Most computer models that helped form the basis for the Paris agreement’s emission cuts assume negative emission technologies will help countries reach that goal — and do so cost-effectively. (The Intergovernmental Panel on Climate Change recently concluded that without CCS the costs of halting global warming will likely double.) So creating more CCS facilities that actually remove carbon dioxide from the atmosphere, rather than simply slowing the release of the gas, might be the best path forward.
Turning Toward the Future
But despite how crucial CCS is, its growth is slow — and that has many scientists concerned. “I'm worried that the world is sleepwalking into the catastrophes of climate change,” says Haszeldine, who can imagine a possible future where coastal cities are constantly flooded, other regions are often struck by droughts, and species rapidly become extinct.
And yet, the remedy may be simple, Haszeldine says. “We just have to behave differently and pay a bit more.” Last week, while at a renewable energy conference in Glasgow, Scotland, he said it was clear that the prices for wind energy and solar energy are dropping rapidly. “So in that way I'm optimistic that inventions are occurring and technology is changing that will reduce emissions. But it needs to happen a lot faster."

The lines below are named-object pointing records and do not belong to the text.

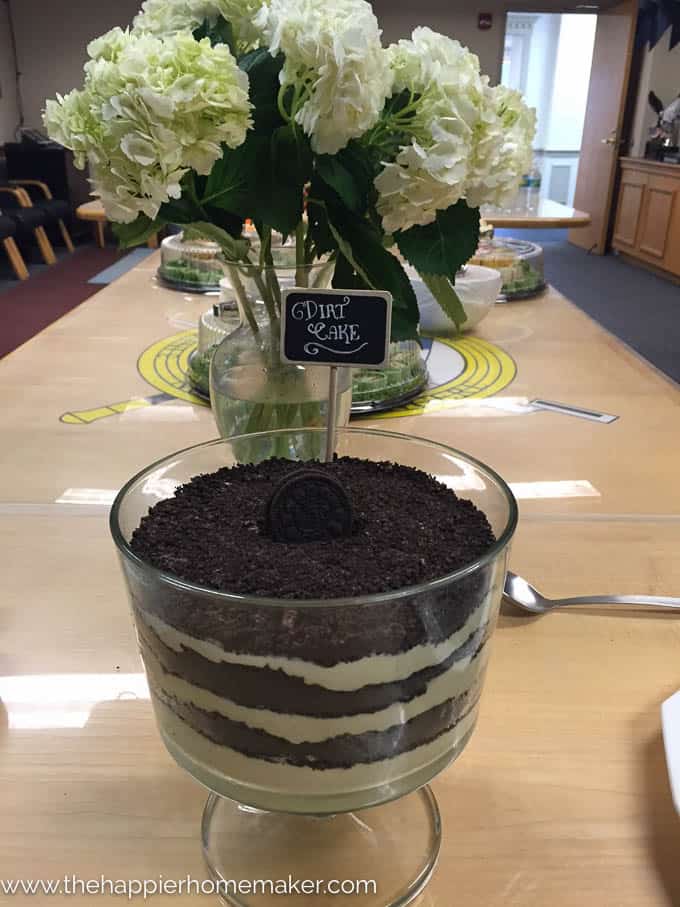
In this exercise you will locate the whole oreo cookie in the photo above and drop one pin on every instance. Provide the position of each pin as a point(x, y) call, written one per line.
point(309, 506)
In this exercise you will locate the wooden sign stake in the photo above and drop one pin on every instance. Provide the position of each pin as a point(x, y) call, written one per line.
point(332, 408)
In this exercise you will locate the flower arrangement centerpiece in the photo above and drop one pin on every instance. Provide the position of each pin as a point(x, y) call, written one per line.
point(357, 164)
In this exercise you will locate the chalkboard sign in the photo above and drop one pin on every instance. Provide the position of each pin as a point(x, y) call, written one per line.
point(336, 327)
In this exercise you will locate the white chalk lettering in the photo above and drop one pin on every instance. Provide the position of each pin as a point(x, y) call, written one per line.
point(339, 333)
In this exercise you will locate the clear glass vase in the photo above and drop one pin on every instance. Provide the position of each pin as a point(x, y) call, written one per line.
point(251, 726)
point(251, 389)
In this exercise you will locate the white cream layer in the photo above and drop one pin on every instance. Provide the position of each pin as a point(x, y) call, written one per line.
point(307, 729)
point(226, 765)
point(345, 676)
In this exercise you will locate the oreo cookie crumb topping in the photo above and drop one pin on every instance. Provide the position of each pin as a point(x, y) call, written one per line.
point(407, 529)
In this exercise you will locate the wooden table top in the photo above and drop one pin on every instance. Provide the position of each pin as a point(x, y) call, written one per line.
point(542, 213)
point(561, 797)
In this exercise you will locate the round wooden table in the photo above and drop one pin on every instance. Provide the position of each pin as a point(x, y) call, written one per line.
point(543, 213)
point(561, 797)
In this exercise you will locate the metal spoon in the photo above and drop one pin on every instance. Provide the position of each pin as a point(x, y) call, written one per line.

Greenberg is encouraged by the amount of progress she has seen within the field over the last 15 years — and especially in 2017. From the Illinois Industrial Carbon Capture Project to other CCS projects across the world, there seems to be a revitalized effort in storing carbon dioxide in the ground beneath our feet.
“I think we’re closer than ever,” she says. “We may look back at 2017 as being the pivotal year.”